Hacker News new | past | comments | ask | show | jobs | submit login
Jason Calacanis’ Backup Plan For Replacing Content: Steal It From Wikipedia (blogsblogsblogs.com)
105 points by scofflaw on March 12, 2010 | hide | past | favorite | 70 comments



Calacanis' fantasy all along was to own Wikipedia but fill it full of ads. He used to rant endlessly about how much money they'd make if they monetized Wikipedia. Mahalo is his attempt to make a seedier low-brow version of Wikipedia that's ad-laden. This move should not be a surprise. That's just my opinion though.


Kinda off topic, but I think he's right about wikipedia serving ads. They have so many page views, they could put up a couple of image or text ads on the side and make it look very tasteful--unlike mahalo and the other ad filled pages of the internet. Expanding on that, maybe they could only serve non-profits, giving them ridiculously low click or view rates. How could Jimmy Wales not be interested in that?
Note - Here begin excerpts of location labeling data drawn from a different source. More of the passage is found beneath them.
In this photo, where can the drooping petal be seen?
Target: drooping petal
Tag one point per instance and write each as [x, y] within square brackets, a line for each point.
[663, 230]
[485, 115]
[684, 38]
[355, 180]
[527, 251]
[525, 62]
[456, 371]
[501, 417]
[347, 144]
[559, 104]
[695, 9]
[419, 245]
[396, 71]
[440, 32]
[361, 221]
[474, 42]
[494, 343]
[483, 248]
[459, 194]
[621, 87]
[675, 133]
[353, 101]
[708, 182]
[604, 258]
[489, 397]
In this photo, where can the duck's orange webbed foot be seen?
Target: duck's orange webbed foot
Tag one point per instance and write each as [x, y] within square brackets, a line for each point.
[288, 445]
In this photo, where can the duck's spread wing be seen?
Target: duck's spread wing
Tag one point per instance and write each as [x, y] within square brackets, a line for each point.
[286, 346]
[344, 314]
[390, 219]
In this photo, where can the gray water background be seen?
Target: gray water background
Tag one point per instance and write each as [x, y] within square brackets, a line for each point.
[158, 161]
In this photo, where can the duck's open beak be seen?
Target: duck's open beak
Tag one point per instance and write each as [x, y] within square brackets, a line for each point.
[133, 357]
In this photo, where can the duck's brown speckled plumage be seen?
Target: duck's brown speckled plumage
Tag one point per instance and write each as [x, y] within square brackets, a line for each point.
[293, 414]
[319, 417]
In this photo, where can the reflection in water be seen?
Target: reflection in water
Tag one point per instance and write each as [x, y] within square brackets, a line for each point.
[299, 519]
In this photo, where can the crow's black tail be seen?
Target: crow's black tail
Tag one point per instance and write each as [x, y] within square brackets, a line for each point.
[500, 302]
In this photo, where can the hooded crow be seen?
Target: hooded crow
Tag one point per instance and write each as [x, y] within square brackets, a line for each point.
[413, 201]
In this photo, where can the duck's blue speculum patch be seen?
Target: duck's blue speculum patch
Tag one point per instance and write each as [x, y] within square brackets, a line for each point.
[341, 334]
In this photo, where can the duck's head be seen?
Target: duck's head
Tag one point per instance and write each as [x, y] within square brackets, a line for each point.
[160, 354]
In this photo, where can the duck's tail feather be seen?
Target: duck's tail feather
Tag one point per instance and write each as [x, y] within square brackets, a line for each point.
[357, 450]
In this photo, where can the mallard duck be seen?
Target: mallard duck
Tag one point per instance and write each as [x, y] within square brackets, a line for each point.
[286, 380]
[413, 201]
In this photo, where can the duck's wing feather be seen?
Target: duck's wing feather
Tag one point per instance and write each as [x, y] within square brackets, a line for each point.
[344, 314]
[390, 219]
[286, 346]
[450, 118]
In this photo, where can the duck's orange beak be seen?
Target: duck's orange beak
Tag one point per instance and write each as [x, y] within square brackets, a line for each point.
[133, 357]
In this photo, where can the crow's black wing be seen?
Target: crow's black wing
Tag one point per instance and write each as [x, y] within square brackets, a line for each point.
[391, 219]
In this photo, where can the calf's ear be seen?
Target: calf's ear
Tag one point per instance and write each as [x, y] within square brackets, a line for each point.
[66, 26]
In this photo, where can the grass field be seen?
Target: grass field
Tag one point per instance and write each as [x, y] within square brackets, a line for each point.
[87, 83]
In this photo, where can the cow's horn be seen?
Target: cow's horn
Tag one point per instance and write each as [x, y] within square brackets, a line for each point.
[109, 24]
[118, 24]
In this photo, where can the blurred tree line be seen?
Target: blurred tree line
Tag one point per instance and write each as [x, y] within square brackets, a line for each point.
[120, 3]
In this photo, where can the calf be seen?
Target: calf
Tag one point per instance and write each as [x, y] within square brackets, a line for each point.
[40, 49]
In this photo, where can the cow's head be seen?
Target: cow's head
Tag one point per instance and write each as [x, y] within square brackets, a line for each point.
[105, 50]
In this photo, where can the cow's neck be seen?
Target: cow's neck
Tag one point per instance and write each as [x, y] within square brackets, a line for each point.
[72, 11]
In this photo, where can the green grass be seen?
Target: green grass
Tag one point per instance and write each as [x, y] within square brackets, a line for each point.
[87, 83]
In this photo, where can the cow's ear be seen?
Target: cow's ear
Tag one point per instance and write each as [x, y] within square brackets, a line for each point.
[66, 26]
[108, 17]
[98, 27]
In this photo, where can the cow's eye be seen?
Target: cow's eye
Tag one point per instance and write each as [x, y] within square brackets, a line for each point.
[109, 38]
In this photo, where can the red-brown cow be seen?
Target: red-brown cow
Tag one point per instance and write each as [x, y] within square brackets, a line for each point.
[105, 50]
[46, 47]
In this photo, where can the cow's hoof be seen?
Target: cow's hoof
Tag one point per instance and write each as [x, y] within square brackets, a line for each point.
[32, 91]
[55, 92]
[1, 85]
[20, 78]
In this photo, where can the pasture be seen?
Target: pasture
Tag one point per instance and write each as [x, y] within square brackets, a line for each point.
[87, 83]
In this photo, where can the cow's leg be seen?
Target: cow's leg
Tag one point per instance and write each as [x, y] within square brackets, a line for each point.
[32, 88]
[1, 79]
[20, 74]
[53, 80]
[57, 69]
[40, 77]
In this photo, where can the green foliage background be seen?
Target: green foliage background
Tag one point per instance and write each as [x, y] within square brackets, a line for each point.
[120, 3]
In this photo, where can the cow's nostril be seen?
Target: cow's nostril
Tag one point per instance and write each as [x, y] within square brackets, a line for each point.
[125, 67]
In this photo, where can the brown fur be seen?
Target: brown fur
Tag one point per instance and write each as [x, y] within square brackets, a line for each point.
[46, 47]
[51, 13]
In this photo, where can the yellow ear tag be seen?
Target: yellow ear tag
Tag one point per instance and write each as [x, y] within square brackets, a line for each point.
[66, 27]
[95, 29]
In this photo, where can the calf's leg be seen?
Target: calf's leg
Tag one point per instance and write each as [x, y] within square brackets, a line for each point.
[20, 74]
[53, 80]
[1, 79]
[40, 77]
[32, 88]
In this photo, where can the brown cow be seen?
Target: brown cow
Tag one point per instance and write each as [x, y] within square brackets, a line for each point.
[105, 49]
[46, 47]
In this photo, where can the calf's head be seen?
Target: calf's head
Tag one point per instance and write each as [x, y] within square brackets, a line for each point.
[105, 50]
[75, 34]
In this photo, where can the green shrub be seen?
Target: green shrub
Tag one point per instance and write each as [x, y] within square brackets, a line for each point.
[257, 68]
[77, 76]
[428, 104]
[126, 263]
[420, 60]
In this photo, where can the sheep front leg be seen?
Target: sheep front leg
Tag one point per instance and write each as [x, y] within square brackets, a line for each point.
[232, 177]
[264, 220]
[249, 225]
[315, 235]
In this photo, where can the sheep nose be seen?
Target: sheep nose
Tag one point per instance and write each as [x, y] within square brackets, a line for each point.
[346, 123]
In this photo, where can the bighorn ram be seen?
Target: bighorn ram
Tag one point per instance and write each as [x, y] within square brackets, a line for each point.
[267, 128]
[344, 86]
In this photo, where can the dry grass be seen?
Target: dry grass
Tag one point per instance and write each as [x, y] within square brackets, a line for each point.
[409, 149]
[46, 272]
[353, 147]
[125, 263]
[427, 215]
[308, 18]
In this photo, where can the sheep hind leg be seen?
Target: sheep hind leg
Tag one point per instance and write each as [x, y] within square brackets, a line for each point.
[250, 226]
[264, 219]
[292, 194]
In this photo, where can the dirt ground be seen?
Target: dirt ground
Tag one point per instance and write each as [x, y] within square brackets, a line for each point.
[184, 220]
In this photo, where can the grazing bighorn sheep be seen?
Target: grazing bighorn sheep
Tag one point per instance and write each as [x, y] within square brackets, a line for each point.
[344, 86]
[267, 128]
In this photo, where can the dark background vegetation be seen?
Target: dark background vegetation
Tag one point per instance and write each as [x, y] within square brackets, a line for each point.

It would release a hornet's nest worth of issues. For example advertisers might change articles in which their ads appear in order to influence click-troughs. Then contributors will ask for a cut of the money. Then nobody will donate because they have to look at ads anyway.

Then advertisers will start demanding from their sales people that certain content be changed or taken off "or I will remove my ads."

So it should only be considered as a desperation move if their donations plummet.


To really think about it now, it's truly remarkable that such a powerful entity can exist in such a material world, free of spam, ads, etc. I don't think we cherish this great resource as much as we should.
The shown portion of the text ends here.